Precautions for the use of high-density heat-resistant polyethylene insulation pipe PE-RT II in heating and hot sping
(1) Raw materials should be strictly controlled, and attention should be paid to distinguishing between PE-RT type II products and PE-RT type I products.
(2) During welding, when the nominal outer diameter of the work pipe is less than 90mm, electrofusion pipe fittings should be used for connection; when the nominal outer diameter of the work pipe is greater than or equal to 90mm, hot-melt butt joints should be used.

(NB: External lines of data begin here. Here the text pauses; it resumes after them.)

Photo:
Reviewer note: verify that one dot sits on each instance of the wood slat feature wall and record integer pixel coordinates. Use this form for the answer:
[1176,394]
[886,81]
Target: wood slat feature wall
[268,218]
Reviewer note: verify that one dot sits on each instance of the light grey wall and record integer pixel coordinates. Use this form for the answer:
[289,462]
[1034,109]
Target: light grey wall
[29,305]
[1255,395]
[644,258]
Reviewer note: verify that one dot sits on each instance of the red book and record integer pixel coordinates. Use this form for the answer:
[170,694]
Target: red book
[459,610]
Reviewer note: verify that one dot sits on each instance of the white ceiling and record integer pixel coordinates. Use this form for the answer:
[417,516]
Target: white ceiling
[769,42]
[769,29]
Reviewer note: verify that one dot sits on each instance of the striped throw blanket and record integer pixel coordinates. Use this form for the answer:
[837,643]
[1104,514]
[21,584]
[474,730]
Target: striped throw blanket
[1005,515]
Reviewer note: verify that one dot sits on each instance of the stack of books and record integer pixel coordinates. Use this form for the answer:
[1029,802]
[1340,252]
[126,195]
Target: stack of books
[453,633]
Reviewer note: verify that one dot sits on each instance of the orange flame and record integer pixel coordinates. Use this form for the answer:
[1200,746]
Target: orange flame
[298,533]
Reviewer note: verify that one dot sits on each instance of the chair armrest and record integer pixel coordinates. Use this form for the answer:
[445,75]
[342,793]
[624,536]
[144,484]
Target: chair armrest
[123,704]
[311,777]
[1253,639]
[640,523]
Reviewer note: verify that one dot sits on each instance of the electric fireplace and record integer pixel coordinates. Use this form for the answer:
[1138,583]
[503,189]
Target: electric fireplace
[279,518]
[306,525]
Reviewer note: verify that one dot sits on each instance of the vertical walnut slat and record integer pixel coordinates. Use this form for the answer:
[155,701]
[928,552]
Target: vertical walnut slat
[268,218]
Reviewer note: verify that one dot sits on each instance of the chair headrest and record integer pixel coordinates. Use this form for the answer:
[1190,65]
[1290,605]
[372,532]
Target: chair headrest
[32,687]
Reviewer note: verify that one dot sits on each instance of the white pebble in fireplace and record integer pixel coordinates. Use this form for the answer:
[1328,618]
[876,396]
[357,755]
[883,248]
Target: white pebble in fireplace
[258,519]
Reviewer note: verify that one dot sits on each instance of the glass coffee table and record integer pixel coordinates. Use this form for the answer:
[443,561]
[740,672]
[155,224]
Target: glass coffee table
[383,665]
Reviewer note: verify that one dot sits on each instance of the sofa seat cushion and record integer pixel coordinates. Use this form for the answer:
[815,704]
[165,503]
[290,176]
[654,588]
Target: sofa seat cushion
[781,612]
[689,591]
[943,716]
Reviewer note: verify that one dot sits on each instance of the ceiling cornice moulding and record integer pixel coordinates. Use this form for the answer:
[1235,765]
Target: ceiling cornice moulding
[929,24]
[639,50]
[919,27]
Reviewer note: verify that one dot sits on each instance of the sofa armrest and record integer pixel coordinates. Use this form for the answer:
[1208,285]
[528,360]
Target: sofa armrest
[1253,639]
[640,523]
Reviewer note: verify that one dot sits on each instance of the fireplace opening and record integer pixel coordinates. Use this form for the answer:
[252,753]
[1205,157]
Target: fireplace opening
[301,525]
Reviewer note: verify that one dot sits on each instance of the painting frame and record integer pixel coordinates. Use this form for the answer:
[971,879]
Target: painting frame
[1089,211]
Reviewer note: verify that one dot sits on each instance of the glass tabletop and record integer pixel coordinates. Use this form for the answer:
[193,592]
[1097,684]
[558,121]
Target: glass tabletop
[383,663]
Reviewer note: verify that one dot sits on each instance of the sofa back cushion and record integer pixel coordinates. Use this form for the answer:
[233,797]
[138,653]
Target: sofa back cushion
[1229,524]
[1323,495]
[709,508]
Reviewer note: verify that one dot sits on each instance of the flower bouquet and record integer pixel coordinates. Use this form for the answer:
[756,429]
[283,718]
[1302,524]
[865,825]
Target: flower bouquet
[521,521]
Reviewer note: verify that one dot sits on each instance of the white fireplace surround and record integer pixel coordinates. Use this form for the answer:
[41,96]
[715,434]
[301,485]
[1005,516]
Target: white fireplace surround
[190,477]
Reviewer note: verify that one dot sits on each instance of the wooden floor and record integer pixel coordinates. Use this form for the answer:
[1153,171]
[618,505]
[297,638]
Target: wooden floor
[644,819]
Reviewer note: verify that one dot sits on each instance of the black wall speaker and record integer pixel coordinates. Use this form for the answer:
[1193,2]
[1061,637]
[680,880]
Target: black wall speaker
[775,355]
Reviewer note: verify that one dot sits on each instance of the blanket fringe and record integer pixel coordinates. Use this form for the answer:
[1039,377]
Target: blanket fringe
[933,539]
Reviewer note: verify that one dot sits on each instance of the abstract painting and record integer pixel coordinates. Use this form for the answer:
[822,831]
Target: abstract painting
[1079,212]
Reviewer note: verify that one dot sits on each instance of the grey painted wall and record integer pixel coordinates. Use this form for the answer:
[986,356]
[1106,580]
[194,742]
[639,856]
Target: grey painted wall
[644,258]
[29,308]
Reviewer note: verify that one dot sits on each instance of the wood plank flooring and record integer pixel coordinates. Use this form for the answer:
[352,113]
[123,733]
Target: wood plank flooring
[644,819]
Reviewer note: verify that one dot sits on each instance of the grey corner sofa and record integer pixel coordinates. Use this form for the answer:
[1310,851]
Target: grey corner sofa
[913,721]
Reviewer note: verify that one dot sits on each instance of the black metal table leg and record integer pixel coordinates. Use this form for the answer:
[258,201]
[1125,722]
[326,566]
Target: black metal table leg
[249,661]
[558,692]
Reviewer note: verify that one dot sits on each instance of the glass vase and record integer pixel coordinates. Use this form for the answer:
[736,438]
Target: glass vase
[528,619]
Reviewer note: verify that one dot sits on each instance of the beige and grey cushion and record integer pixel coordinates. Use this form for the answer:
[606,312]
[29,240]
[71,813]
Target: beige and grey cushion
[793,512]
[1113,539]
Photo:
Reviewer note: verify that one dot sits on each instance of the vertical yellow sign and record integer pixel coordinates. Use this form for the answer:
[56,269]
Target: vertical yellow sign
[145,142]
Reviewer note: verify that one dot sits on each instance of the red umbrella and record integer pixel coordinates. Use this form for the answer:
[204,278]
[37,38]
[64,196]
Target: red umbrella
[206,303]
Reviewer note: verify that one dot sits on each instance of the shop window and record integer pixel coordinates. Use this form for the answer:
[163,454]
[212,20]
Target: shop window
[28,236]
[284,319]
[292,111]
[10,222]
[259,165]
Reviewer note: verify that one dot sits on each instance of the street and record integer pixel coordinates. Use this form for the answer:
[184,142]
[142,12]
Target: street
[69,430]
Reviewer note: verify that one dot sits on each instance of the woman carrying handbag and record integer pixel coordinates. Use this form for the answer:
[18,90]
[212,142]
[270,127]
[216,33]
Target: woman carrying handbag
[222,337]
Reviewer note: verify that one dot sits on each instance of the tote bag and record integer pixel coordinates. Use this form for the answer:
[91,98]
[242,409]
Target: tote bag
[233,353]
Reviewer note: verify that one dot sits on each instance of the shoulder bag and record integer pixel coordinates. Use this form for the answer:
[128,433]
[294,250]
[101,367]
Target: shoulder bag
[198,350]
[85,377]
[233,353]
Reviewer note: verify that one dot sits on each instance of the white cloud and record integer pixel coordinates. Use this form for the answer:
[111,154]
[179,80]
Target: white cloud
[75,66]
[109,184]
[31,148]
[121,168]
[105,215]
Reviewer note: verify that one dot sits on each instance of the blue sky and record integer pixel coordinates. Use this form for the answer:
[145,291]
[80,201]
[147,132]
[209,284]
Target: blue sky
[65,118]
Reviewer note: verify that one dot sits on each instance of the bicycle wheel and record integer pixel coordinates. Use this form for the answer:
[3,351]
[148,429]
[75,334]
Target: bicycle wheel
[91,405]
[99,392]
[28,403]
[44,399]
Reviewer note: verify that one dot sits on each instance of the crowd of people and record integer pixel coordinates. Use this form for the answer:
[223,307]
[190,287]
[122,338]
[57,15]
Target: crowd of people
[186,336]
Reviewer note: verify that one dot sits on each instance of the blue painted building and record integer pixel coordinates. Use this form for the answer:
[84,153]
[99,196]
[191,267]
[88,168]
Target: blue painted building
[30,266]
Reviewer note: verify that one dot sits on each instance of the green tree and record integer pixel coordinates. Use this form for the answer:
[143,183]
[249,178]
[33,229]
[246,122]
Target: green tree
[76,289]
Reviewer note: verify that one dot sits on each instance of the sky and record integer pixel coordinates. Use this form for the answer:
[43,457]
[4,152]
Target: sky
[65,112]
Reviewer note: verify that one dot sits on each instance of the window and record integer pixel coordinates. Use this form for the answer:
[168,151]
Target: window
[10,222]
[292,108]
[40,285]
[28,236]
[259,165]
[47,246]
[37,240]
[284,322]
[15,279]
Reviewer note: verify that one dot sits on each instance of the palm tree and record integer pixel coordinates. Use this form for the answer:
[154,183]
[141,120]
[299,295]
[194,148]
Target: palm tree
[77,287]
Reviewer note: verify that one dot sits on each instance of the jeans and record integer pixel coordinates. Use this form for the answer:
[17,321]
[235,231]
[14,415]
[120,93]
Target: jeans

(3) If there are some pipe sections in the thermal pipe network that use high-density heat-resistant polyethylene insulation pipes, it should be noted that the connection between the steel pipe and the plastic pipe cannot be converted from steel to plastic, and flanges and heat-resistant sealing rings should be used for the connection.
(4) PE material will accelerate its aging when exposed to ultraviolet rays. It should not be used on the ground but should be buried in the ground. Sunlight should be avoided during storage and construction.